2) Because Srila Prabhupada’s followers and readers of Prabhupada’s books raise questions about how to understand some of Prabhupada’s statements, Hridayanada Goswami clarifies reasonable hermeneutical principles that can be used for this explanatory purpose. He elaborately quotes Srila Prabhupada himself and the Srimad Bhagavatam, giving serious philosophical arguments.
3) Graham M. Schweig works from his knowledge of both Vedic and Western hermeneutics, which he studied at the University of Chicago and Harvard. He offers various ways of understanding Prabhupada’s challenging remarks and forms of discourse. He describes how Srila Prabhupada’s teachings offer the world universal principles of devotion about the human condition, an awakening to the divine, a transformation of self, and absorption in divine love.
4) Joshua Greene’s article examines the pressing issue “why Prabhupada made remarks of his own that appeared supportive of Hitler or derogatory toward Jews”; it also mentions Prabhupada’s anti-Hitler comments. While addressing whether Srila Prabhupada was conscious of the consequences of his remarks, Greene assumes “some responsibility for failing to alert him when a comment was indeed indefensible and likely to provoke backlash.” Greene also considers what shaped Srila Prabhupada’s understanding of history.

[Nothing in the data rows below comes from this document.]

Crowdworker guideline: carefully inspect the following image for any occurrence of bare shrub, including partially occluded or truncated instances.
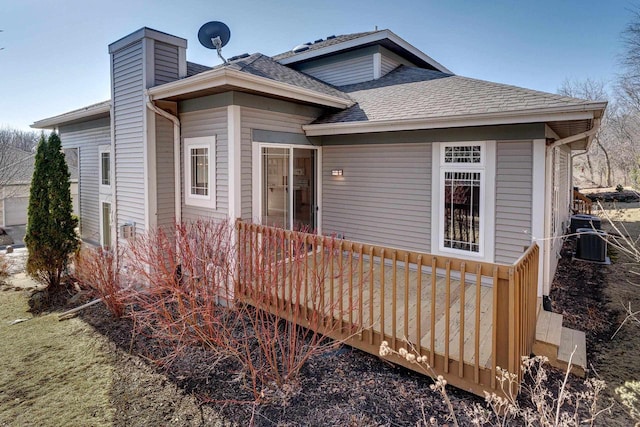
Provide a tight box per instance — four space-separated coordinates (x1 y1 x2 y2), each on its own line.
124 219 349 401
380 341 610 426
0 254 10 283
234 227 348 399
125 220 234 366
74 246 126 318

5) Rembert Lutjeharms theologically discusses “the relationship between perfected devotion (bhakti), or pure love (prema), and the self.” Srila Prabhupada, “following the teachings of the nineteenth-century theologian Kedarnath Dutt Bhaktivinod, taught that perfected devotion is inherent or ‘dormant’ in the self and only needs to be ‘awakened’ or ‘revived’ by devotional practice.” His article is limited to addressing only the foundational question of whether devotion inheres in the self, not a range of related contentious issues. He addresses complicated questions about the self’s relation to devotion by articulating an explicitly Vedantic theology of devotion that draws upon Gaudiya theologians.
6) David Coolidge argues that Muslims need to construct perceptions of Gaudiya Vaisnavas and put “them into conversation with scholarly methodologies for cross-cultural engagement.” He finds an approach that is “rooted in an appreciation for the richness and complexity of the One Reality that ultimately contains all practitioners and their respective viewpoints.”
7) Caitanya Carana Dasa writes about the power of popular culture in shaping the public’s perception of life in general and Vaisnava spirituality in particular. His article develops the topic of intellectual and devotional engagement with popular culture. He describes other religious teachers and philosophers engage with popular culture. He covers the needs for engaging with it, as well as some concerns about that, along with examples of doing so within and outside ISKCON.